I believe the way forward in ‘activism’ for human rights needs above all to have authenticity. People with dementia need to be leading from the front, taking charge of the campaign. This is a cardinal example of authentic leadership from the front being much more convincing than ’empowerment or engagement’.

This means that an approach based on slick presentations and booklets with relevant case studies, for the benefit for commissioners, will not be effective in embedding a rights-based consciousness for rights, akin to the racial civil rights movement of Martin Luther King or the democratic movement of Mahatma Gandi.

This means that glossy pitches, grants and Powerpoints in town halls will not be the defining factor for embedding a rights-based culture.

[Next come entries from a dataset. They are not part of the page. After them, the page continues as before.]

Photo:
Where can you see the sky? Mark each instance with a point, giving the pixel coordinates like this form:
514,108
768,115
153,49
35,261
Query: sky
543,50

Where I think the town halls will be useful will be in building up a ‘guiding coalition’ of people with similar values, such as other groups which are at the forefront of equality and campaigning against discrimination – e.g. groups campaigning for race-related rights, or rights of people with intellectual disabilities.

But again, such a manner of campaigning solely through this formulaic approach would be highly naïve, bordering on disingenuous, here. Human rights are universal and inalienable – this means they can’t be easily siloed off according to which ‘protected characteristic’, e.g. sexual orientation, age, has been breached on any one particular occasion.

Take for example a right to health, or a right to independent living, under the current framework of global policy on sustainable communities. People with dementia often are not only living with dementia: ergo, policy and campaigning should not treat them as if they are only living with dementia, even if this is a useful corporate third sector construct.

We need to get away from the idea, running through English policy like letters in a stick of rock, that dementia is a condition to be gamed for the purposes of writing grants, for example in human rights.

Above all, people with dementia, not anyone else, must be leading the campaign on rights based advocacy.

Martin Luther King wasn’t white.

Mahatma Gandhi wasn’t from Slovenia.

A rights based advocacy approach for dementia in England can be achieved to a limited extent even if fronted by big charity and associated enterprises belatedly jumping on the bandwagon. But I don’t deny they also serve an important function in ‘playing the system’ – but this is not really what campaigning for rights is about. And they also have the big £££££.

Authentic organisations like Dementia Alliance International, going local, are the key.

The conundrum is quite literally this: Only people with dementia can do it, but they can’t do it alone?